October 19, 2012. They may have never played together before but, when contemporary jazz icon Paul Brown took the stage with Jackiem Joyner at San Diego’s Anthology, these sublimely talented individuals delivered what quite simply was the best live performance I have witnessed this year. They were there in support of local radio personality Kelly Cole who, with her weekly ‘Lites Out’ show at KPRi 102.1, is doing her best to re-engage a smooth jazz audience that through the demise of KIFM has become entirely disenfranchised. The good news is that with the fabulous pairing of Brown and Joyner checking almost every box imaginable this ‘Listener Appreciation’ event went some way to doing just that.
Of course with five highly acclaimed solo albums now to his name its easy to forget that before he became a chart topping smooth jazz guitarist he was (and remains) one of the most influential producers of the genre. Equally, with ‘Church Boy’, Joyner is also set to release his fifth solo CD and understandably it was around this collection that much of the Anthology set was built. The Yolander Adams tune ‘Still I Rise’, ‘I Smile’ and most notably ‘This Is My Song’ (which included a wonderful contribution from Brown) were all featured while the gospel theme remained on the agenda for a delightful rendition of the staple ‘Amazing Grace’.

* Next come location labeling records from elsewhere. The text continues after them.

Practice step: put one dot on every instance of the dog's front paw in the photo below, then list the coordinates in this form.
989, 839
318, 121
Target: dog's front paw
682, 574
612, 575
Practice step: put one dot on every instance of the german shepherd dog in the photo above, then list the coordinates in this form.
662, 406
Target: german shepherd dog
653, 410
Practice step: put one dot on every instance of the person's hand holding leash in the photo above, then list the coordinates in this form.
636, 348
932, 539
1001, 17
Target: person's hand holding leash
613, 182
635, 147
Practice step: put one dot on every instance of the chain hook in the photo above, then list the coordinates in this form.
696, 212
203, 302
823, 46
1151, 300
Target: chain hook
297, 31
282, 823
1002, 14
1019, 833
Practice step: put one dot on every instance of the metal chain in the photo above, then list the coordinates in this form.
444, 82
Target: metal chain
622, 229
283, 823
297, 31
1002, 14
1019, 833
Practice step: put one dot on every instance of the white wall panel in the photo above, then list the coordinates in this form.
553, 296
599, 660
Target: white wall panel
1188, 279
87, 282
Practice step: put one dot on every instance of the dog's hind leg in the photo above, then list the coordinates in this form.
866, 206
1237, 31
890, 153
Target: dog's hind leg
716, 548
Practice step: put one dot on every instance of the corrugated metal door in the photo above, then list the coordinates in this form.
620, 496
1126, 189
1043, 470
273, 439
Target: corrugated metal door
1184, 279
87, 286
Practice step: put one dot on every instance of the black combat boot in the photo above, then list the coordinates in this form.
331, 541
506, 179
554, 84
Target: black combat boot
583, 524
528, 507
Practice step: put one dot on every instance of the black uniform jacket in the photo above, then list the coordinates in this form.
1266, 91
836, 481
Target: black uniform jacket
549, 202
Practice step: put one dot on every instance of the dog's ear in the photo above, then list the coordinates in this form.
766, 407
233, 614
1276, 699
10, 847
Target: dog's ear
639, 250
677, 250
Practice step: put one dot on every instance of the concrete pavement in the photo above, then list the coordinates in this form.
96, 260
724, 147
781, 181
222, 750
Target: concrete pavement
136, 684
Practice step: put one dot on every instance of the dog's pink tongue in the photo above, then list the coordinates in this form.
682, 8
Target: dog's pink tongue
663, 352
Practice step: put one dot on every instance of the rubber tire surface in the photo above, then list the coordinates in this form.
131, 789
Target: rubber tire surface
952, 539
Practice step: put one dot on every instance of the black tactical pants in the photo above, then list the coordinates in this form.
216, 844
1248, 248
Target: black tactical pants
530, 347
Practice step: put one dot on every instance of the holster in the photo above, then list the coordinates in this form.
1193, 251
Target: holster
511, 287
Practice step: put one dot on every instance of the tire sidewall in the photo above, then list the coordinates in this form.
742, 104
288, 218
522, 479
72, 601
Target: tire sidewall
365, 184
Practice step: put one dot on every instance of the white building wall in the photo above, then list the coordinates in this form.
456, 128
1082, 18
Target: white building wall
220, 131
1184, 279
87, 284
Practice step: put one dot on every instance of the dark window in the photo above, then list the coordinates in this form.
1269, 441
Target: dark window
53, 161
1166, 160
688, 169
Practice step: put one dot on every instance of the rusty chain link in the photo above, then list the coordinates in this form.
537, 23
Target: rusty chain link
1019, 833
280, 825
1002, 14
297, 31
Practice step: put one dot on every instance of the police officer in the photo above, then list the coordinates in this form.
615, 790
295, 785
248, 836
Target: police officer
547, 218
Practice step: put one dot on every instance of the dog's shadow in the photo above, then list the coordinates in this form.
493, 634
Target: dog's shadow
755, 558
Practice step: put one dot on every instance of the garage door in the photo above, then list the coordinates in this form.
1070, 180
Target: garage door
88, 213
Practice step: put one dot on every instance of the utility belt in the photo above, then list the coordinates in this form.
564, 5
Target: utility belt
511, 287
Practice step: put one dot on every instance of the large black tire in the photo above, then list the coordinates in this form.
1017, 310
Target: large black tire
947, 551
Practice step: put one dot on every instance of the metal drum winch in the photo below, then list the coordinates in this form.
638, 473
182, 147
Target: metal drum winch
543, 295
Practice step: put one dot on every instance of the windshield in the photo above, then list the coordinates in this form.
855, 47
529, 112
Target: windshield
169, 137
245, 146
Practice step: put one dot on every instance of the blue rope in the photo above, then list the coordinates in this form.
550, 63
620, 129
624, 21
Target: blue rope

However this was far from being an evening of sacredly inclined music and with a backing band of Ricky Lawson on drums, everyone favourite bass player Darryl Williams and rising star Mario Basci on keys the appreciative audience were treated to a night of contemporary jazz that was of the highest order. A case in point was the band’s take on Joyner’s ‘Take Me There’ from his 2009 CD ‘Lil’ Man Soul’ while when Brown dipped into his back catalogue for the easy paced ‘Sugar Fish’ the result was just as good.
Brown also revisited his 2009 collaboration with Marc Antoine, ‘Foreign Xchange’, first for ‘Brother Earl’ and again with ‘Sweetness’ and although the band delivered an expansive version of ‘People Make The World Go Round’ that was constructed around excellent solos from Lawson and Williams, perhaps the highlight of the show was Brown’s ‘24/7’ from his debut recording ‘Up Front’.
Not only did it bring the night to a groove drenched conclusion but also confirmed that if smooth jazz is to endure as an art form it is most likely to do so within a live setting. With Anthology continuing to book some of the best talent the genre has to offer then maybe the future of smooth jazz in San Diego may not be so bleak after all.